Attention Deficit Disorder
Listening to a market analyst based in New York earlier this week I heard him refer to the stock market as having, “attention deficit disorder.” I don’t disagree but the same description can be equally applied to the commodity markets as well. One description of attention deficit disorder is, “A chronic condition including attention difficulty, hyperactivity, and impulsiveness.”
The chief investment office at Greenwood Capital Associates was recently quoted as stating, “the markets...can’t figure out what they want. There is a lot of emotional reaction going on.” Those statements were intended for the stock and bond markets because both dropped 10 percent in the final week of January and first week of February. However, commodities as measured by the CRB Index also dropped 10 percent during that time frame.
One reason for the sharp decline with stocks, bonds and commodities is the fear the Fed will continue to hike interest rates to slow the economy and keep inflationary pressures in check. Reinforcing those fears and justifying the 10 percent break that shook the bulls to their very core was this week’s Consumer Price Index report that showed for the first time in nine years, inflationary pressures are above expectations.
According to Bloomberg News, U.S consumer prices rose 0.5 percent from the previous month, above expectations. The so-called core gauge that excludes volatile good and energy costs rose 0.3 percent, also above expectation. And, year over year, the percentage rise with inflation was, above expectations.
When the CPI report hit the wires, the yields on 10-year Treasuries rose to 2.86 percent, a four-year high, which was the normal reaction from the marketplace. For the first time in nine years, based on the CPI report, inflationary pressures are rearing their ugly head which nearly guarantees the Fed will continue to hike rates.
Historically, higher rates is bullish the dollar. But immediately following the CPI report, the dollar did a nose dive, falling to its lowest point in over two years. Also, based on history, as the dollar declines in value, inflationary pressures tend to rise. Thus, with the Fed hiking rates and a CPI report screaming inflation is here, the dollar moved south and defied history.
If there was ever a classic example of “attention deficit disorder” plaguing a market, it would be the dollar and how it is now reacting to higher interest rates and solid economic data regarding the economy. But the problem facing the greenback are the massive budget deficits on the horizon and the “jawboning,” the "bad mouthing” of the dollar coming from the White House.
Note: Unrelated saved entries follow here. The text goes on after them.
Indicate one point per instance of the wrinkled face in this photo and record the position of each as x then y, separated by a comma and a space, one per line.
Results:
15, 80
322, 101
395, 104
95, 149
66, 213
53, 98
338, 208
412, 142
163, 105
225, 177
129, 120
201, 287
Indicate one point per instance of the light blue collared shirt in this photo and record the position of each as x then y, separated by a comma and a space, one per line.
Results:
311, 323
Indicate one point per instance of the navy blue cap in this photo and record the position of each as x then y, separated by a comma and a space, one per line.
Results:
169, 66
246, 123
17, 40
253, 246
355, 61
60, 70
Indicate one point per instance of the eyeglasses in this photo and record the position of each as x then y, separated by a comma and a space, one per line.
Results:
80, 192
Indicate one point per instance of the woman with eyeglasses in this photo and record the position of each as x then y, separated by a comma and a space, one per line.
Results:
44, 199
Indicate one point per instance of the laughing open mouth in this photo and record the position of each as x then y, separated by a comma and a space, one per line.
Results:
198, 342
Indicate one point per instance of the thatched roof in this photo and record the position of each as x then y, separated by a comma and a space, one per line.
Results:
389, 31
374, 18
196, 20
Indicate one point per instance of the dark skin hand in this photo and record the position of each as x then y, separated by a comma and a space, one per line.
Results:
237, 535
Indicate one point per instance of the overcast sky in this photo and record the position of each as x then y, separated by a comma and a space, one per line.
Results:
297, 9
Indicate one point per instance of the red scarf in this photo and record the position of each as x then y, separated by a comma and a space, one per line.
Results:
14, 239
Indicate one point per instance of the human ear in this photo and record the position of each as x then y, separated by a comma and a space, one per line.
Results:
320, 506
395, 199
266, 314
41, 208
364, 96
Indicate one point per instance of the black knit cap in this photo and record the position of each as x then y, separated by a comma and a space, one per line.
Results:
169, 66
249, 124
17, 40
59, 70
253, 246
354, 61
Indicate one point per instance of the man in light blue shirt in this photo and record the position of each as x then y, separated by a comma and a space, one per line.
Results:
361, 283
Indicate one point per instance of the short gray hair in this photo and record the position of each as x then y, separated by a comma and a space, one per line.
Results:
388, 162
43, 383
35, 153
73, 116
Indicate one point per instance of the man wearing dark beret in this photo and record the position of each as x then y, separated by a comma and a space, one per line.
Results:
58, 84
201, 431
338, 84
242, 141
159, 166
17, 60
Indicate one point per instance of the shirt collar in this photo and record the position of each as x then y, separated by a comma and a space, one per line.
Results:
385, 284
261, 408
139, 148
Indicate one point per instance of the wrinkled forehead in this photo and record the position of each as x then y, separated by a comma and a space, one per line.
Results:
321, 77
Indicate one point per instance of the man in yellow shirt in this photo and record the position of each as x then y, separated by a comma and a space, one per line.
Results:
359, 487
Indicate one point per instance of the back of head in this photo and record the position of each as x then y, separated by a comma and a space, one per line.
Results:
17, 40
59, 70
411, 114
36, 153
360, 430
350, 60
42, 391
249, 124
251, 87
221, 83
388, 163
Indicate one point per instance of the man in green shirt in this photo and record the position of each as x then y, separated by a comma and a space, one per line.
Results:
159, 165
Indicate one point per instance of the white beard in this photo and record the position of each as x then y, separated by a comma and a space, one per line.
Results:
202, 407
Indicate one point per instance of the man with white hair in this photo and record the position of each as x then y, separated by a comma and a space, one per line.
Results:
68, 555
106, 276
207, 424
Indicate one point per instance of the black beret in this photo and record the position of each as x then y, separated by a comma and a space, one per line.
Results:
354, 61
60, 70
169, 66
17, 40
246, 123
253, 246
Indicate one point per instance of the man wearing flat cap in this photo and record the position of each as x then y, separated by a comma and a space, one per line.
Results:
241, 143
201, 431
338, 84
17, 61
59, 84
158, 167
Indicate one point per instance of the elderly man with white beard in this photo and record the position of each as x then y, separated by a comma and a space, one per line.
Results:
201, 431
Bloomberg News said it best a few days ago. “Congress’s bipartisan vote last week to increase spending by nearly $300 billion over the next two years comes on the heels of a $1.5 trillion tax cut that could boost domestic demand and the country’s trade gap. Strategists are taking heed, zeroing in on America’s twin deficits as a likely catalyst of continued greenback weakness following February’s brief respite.”
No doubt, there is another big battle underway in the financial markets. The Fed is hiking rates to keep inflationary pressures in check which, based on history, has always supported the dollar. But the budget deficits and bad mouthing the dollar tends to cause inflationary pressures. Who, you ask, will likely win the battle?
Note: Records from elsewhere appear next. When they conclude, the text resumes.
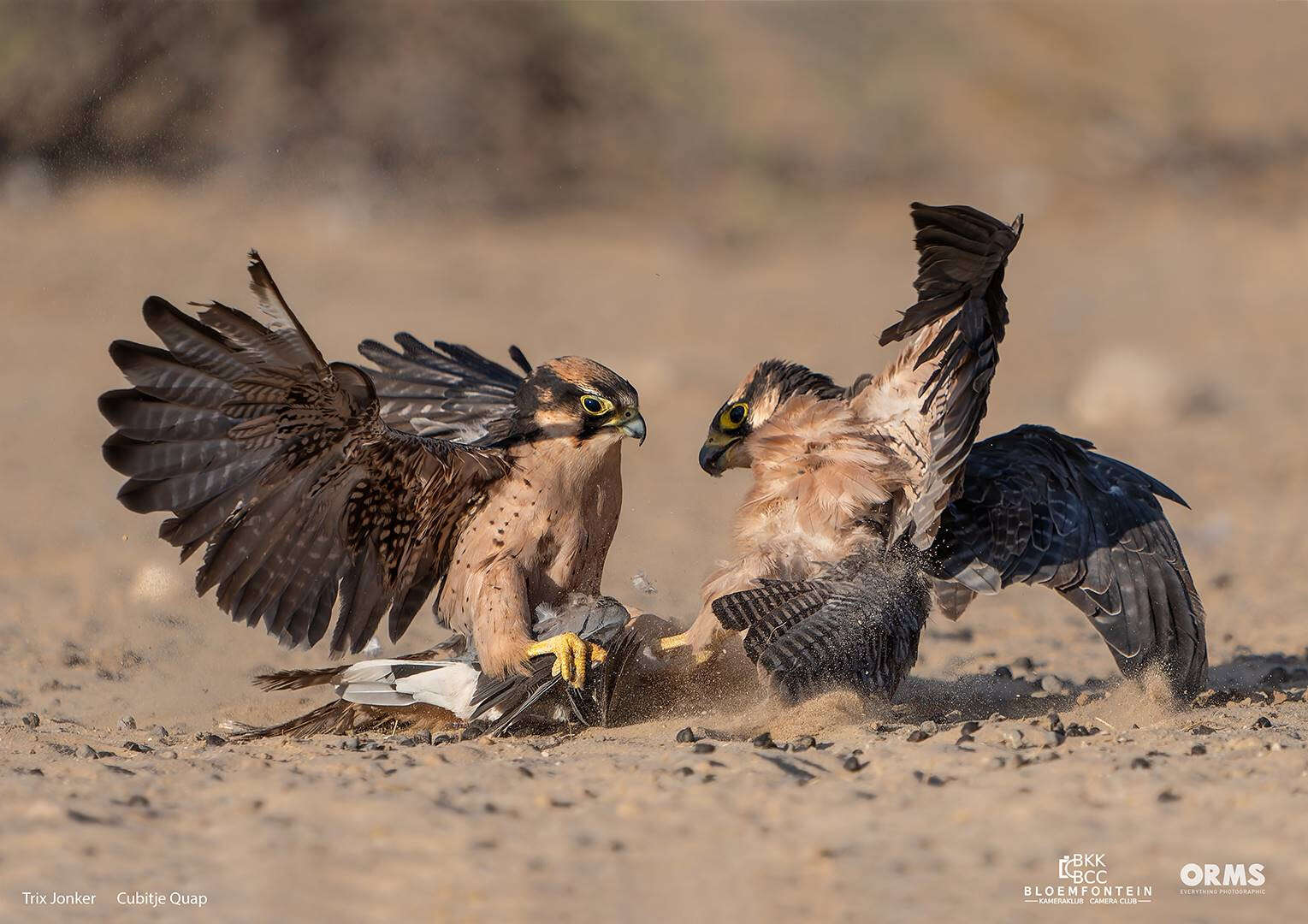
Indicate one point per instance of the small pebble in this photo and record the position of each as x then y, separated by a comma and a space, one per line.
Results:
1275, 676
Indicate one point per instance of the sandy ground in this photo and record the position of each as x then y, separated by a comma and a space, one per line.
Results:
1169, 331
From, thebalance.com come the following comments. “What, "don't fight the Fed" means is that, based on historical averages, investors can do well to invest in a way that aligns with current monetary policies of the Federal Reserve Board, rather than against them.”
And, thebalance.com goes on to state clearly, “the saying suggests an investor should stay fully invested when the Fed is lowering interest rates or keeping them low. When the Fed starts to raise rates, it does so to prevent the economy from overheating, which could then fuel higher rates of inflation. Rising rates also coincides with the late phase of the business cycle, which immediately precedes a bear market.”
Moving forward, it comes down to expectations. If inflationary pressure exceeds expectations, the Fed will hike rates, which is bearish most markets. If the Fed hikes rates faster than expectations, it is bearish most markets.
I will not fight the Fed as they tend to get what they want. In my view, the Fed wants one thing and the market bulls want another. It is no wonder some believe the markets are in throes of attention deficit disorder.